Transitamos hacia una condición posdemocrática. Ante todo, se trata de una situación histórica en la que elementos procedimentales y simbólicos de la democracia liberal se combinan con actitudes y prácticas identitarias, autoritarias, de indiferencia política y populistas. La política de la identidad, por ejemplo, no es propiedad de los campus norteamericanos. En Chile se practica como decolonialismo, como cancelación, también como batalla cultural, antimodernismo, aspiración de autenticidad y superioridad moral. El autoritarismo, por su parte, se autolegitima políticamente como única receta eficaz ante la delincuencia y el creciente dominio narco: una mayoría de chilenos está dispuesto a renunciar a sus libertades públicas y privadas para lograr ese control, otro tanto apoya la militarización de la vida cotidiana y los estados de excepción. A esto contribuye decisivamente la indiferencia —de al menos un tercio de la población— en relación con el carácter democrático o autoritario del régimen de gobierno en el que vivimos. Frente a esta desidia primordial, solo propuestas radicales pueden conmover. De ahí que cárceles en barcos, desiertos o pantanos, la expulsión de inmigrantes, el cierre de fronteras, los estados de sitio y un nacionalismo cuasireligioso pasen a formar parte del neopopulismo del siglo XXI.

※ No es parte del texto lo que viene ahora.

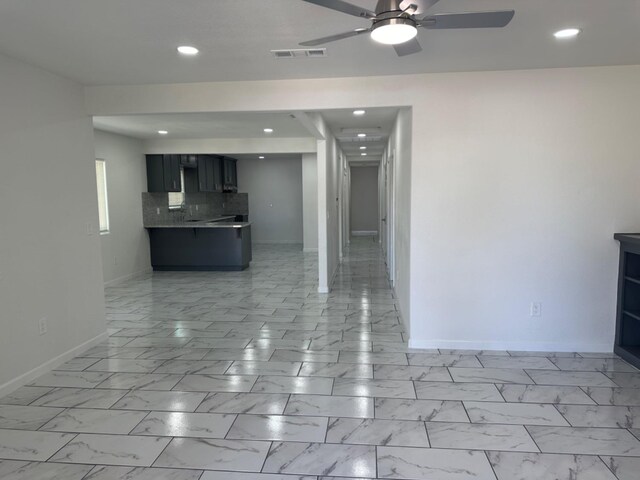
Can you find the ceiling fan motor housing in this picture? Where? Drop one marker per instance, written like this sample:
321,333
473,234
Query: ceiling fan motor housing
389,15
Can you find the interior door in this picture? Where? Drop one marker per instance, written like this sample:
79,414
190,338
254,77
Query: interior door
391,218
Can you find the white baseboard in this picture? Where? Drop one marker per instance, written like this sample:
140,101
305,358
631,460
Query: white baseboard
25,378
517,346
130,276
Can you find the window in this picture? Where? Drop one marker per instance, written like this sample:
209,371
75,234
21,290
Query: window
103,203
176,199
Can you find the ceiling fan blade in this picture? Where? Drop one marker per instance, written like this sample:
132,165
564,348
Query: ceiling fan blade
408,48
333,38
344,7
468,20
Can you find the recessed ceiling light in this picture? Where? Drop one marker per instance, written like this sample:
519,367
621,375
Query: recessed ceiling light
188,50
567,33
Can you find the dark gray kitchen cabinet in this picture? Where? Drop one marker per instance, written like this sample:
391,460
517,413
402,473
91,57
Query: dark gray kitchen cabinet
163,173
230,173
627,340
209,173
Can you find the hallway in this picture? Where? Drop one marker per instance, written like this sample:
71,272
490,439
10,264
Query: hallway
210,373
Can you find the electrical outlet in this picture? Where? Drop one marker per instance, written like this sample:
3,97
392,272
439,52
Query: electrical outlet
535,309
42,326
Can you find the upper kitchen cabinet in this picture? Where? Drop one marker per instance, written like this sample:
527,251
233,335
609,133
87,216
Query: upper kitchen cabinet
209,173
163,173
230,175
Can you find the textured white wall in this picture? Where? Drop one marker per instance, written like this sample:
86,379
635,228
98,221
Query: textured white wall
275,198
125,249
518,181
364,199
521,180
50,267
310,201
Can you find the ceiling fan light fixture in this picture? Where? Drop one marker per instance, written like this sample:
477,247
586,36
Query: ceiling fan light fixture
394,31
567,33
188,50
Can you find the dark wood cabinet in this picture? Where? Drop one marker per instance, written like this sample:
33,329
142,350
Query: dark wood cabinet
230,171
163,173
209,173
627,343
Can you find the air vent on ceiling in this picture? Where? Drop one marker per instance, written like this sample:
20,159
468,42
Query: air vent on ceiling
300,53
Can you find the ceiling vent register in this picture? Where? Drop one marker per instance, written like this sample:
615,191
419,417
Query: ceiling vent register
300,53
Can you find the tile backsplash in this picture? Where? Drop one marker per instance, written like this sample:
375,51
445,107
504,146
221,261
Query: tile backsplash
199,206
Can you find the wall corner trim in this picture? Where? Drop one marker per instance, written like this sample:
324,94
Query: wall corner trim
130,276
27,377
508,345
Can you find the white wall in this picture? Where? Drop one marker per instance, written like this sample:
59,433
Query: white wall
310,201
403,264
125,249
230,146
518,181
275,198
522,179
364,200
330,165
50,267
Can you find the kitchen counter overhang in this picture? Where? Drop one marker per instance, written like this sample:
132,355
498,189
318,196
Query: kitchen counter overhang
200,246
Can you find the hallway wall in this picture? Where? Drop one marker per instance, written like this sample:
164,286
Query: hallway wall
274,186
50,264
310,201
125,249
364,200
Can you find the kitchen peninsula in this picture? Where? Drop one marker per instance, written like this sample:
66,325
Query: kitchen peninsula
212,244
193,214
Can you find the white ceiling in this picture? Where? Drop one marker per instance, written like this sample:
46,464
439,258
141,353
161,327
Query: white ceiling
377,123
204,125
133,42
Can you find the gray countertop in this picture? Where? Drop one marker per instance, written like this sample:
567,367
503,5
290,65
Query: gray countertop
628,237
219,222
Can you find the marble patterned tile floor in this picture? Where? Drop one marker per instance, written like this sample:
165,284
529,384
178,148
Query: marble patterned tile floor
255,376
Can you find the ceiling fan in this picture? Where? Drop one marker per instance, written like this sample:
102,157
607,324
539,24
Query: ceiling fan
396,22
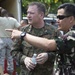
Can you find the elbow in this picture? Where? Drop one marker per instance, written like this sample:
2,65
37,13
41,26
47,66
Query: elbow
51,46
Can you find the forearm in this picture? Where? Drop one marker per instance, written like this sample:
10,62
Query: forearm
41,42
17,51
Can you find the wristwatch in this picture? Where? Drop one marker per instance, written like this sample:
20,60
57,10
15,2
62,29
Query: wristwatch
22,35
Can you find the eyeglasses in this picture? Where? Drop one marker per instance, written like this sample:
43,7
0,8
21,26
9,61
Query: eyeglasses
60,17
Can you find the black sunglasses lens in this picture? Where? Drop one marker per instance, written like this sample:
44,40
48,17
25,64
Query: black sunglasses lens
61,17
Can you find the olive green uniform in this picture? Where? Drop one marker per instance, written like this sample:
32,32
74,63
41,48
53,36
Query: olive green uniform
65,55
24,49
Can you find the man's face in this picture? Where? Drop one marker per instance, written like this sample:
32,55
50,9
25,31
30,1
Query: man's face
63,22
33,15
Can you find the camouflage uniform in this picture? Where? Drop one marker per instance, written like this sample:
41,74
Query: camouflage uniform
24,49
65,55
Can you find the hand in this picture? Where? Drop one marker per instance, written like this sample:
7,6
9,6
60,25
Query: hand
42,58
29,64
15,33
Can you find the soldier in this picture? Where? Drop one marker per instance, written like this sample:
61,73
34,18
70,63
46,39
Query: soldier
63,46
23,51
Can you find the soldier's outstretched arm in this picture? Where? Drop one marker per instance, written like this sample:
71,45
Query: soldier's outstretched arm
43,43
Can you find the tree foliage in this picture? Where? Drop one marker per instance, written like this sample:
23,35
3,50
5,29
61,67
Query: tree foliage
51,5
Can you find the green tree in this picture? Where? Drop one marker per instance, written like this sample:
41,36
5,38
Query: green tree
51,5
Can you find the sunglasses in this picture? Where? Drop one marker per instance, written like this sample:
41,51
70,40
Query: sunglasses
60,17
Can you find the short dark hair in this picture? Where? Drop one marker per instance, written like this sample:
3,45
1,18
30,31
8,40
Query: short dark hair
69,9
40,6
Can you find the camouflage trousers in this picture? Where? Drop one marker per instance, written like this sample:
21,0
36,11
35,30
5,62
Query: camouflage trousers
5,48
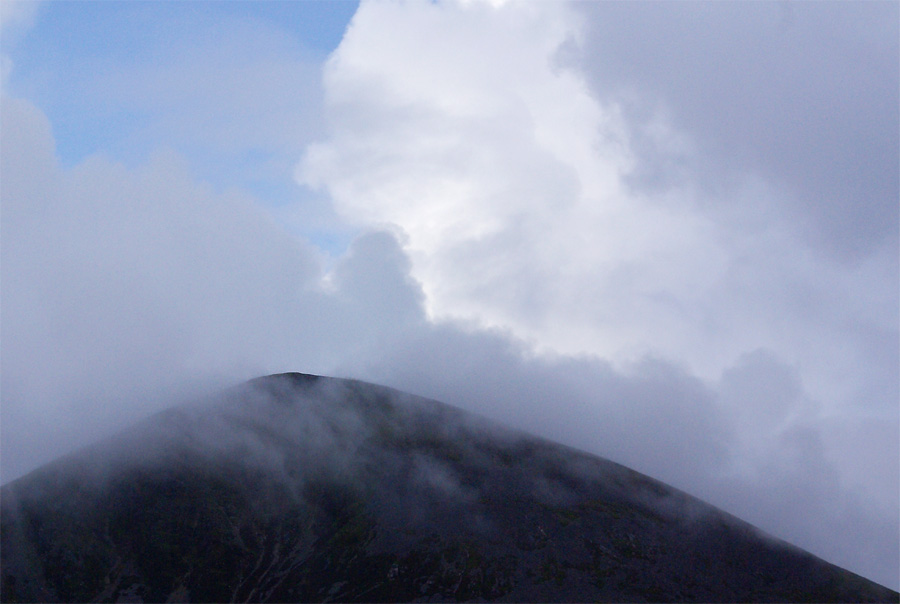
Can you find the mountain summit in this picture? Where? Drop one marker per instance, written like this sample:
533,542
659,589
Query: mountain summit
295,487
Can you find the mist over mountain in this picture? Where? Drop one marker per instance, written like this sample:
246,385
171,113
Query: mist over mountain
295,487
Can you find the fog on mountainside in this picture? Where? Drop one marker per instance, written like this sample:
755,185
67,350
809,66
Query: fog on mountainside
300,488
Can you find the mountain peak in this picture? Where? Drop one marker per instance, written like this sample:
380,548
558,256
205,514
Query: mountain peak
295,487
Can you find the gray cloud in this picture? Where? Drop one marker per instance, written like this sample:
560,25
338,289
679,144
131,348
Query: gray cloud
804,93
127,288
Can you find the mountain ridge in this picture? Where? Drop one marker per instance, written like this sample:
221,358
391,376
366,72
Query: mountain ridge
294,487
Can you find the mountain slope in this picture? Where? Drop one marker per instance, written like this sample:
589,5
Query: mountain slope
299,488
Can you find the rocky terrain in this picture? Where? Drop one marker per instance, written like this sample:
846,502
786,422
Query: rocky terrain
300,488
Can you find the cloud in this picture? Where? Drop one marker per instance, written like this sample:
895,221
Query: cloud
531,247
513,181
621,196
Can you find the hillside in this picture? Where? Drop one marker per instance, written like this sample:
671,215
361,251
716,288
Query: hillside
300,488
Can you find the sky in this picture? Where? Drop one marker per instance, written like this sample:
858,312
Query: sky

Las bases sociológicas de esta transformación son también una novedad del milenio. Si la imprenta demoró cerca de 400 años en crear la modernidad, el medio digital la ha alterado radicalmente en pocas décadas. La democracia liberal podía sostenerse en la centralidad política del Estado de derecho y en el uso público de la razón en un sistema mediático con discusión controlada. Pero ese escenario dejó de existir: el medio digital lo convirtió en heterarquía radical, un espacio de instantaneidad y simultaneidad en el que la razón carece de prioridad epistémica sobre la emoción, en el que la experiencia prima sobre la evidencia y en el que el anonimato se impone sobre la publicidad.
En tal contexto, la democracia liberal no puede pretender continuar como si nada hubiese pasado. Su milieu es ahora el milenarismo posdemocrático de un nuevo Chile —y de un nuevo mundo— que ya comenzó. En él debe emprender su salvación.